Bonjour Coffee Dripper (similar to Clever Coffee Dripper but with internal filter), Aeropress, and Porlex Mini hand grinder in back. The coffee dripper I picked up at a local used good store; I imported the Aeropress with a metal filter and the Porlex handgrinder. The Aeropress also came with circular paper filters, a stirrer, a scoop, and a funnel. It works like a giant syringe and is upside down in the photo. Coffee Geeks has a 200 plus page thread on the thing. Some beans/roasts work better in the dripper with the shut off valve (under the filter); others work better in the Aeropress, which produces a concentrate like a moka pot. I don't know if anyone is selling them yet here, but one person who grows coffee and runs a hotel had heard of them.


Nice! I will have to look
Nice! I will have to look for the Aeropress. Right now I have been using this awesome travel mug that is also a frech press that my daghter got me when she worked at Starbucks. I really like the hand grinder too, where did you get it?
The Aeropress came from Kaffeologie through Amazon
They were about the only place that would send an Aeropress to Nicaragua (along with a Kaffeologie S fine metal filter for the thing which works well).
The hand grinder came from eJapan through Amazon, again, issues with mailing to Nicaragua. Any of the small hand grinders seem to be about the same and don't work well for French Press coarse grinds without modification (see Orphan Espresso for the modification kit for one of them). I also ordered a Lido from OE, and am waiting for it to show up. OE will also ship everywhere and seems to be very reputable. They've got the relevant brands of hand mills and put a video on YouTube on how to do the modification for coarser grinding with one of the Hario grinders.

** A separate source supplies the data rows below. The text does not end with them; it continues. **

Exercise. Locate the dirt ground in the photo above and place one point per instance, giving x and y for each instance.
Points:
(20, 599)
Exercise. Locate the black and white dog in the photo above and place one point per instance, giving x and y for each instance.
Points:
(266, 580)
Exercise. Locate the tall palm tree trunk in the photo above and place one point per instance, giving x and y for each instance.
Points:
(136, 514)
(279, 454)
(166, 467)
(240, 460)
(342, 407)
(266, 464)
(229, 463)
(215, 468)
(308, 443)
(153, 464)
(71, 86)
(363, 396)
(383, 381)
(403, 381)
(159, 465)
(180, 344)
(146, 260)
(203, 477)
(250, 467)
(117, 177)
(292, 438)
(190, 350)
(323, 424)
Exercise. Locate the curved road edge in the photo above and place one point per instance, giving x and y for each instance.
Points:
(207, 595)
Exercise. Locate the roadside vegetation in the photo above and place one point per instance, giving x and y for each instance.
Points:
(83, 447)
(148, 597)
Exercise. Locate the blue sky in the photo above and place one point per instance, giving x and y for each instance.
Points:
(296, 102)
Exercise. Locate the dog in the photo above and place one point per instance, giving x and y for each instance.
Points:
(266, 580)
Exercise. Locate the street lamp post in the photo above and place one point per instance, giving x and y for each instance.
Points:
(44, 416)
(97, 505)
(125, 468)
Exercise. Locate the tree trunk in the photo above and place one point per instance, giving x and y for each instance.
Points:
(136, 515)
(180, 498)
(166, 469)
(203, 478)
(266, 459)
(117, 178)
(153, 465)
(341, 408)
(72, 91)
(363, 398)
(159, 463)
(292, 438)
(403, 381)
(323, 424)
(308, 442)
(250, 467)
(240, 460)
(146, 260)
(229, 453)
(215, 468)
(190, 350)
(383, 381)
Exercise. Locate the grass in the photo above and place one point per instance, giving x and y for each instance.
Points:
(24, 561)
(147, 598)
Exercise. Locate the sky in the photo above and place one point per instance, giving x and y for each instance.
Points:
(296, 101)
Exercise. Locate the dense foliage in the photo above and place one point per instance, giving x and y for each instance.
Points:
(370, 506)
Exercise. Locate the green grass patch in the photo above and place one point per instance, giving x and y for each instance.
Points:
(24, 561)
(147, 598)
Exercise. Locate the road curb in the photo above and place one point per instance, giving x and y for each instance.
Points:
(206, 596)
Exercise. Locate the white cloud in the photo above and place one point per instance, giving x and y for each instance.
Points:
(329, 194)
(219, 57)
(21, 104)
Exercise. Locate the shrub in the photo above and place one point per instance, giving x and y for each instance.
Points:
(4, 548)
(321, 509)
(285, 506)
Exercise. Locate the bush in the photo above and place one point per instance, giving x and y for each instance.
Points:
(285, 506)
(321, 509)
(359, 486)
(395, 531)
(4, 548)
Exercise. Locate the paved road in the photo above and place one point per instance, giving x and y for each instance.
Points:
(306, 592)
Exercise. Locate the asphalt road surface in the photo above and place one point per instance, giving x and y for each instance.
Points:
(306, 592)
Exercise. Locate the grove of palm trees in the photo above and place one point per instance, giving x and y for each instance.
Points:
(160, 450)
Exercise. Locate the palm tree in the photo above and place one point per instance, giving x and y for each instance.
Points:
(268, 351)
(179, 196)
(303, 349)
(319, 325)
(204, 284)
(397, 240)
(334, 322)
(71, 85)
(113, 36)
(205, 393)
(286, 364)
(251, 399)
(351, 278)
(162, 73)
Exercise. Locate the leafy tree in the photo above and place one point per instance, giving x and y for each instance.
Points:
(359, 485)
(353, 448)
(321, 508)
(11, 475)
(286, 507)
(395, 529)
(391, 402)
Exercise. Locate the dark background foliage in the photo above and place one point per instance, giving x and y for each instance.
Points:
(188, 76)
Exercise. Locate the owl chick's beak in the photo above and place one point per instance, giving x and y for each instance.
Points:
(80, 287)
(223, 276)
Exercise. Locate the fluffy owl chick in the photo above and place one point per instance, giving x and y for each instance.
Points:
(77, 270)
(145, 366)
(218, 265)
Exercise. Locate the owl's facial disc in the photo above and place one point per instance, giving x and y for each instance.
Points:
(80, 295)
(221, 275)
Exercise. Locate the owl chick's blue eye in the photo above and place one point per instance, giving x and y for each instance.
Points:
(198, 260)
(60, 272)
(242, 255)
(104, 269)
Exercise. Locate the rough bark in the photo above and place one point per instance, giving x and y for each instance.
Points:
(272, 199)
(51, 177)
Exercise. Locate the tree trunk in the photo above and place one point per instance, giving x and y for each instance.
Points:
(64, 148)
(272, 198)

A somewhat larger hand grinder than the Porlex Mini would work better with the Aeropress -- to get a mug of coffee, the standard instructions are to put in two Aeropress scoops of fine almost espresso grind and add water to the 2 mark to get an extract and then dilute it with water. The Porlex Mini won't swallow two scoops of beans all in one batch. The standard Porlex will, as will one of the other brand's mills.
People have also come up with other ways to use the Aeropress inverted and as a pour through. It sits on a mug when doing the standard press. Comes with scoop, stirrer that won't break the paper filters, about a year's worth of paper filters, and the Aeropress. Some variations come with a travel bag. The premise is grind fine, stir for ten seconds, and press for 20 to 40 seconds. Dilute to taste.
If you've got the French Press travel mug and are happy with it, an Aeropress is sort of secondary, but it's around $25 solo, so not a huge investment as far as coffee toys go. It's easier to clean, I've heard, than a French Press. All these little grinders do fine grinds quite well, even some down to Turkish, so are nice matches for the Aeropress even if they don't grind coarse that well.
The guy who invented the Aeropress prefers no bitterness and no fines at the bottom of his cups, and paper filters for health reasons.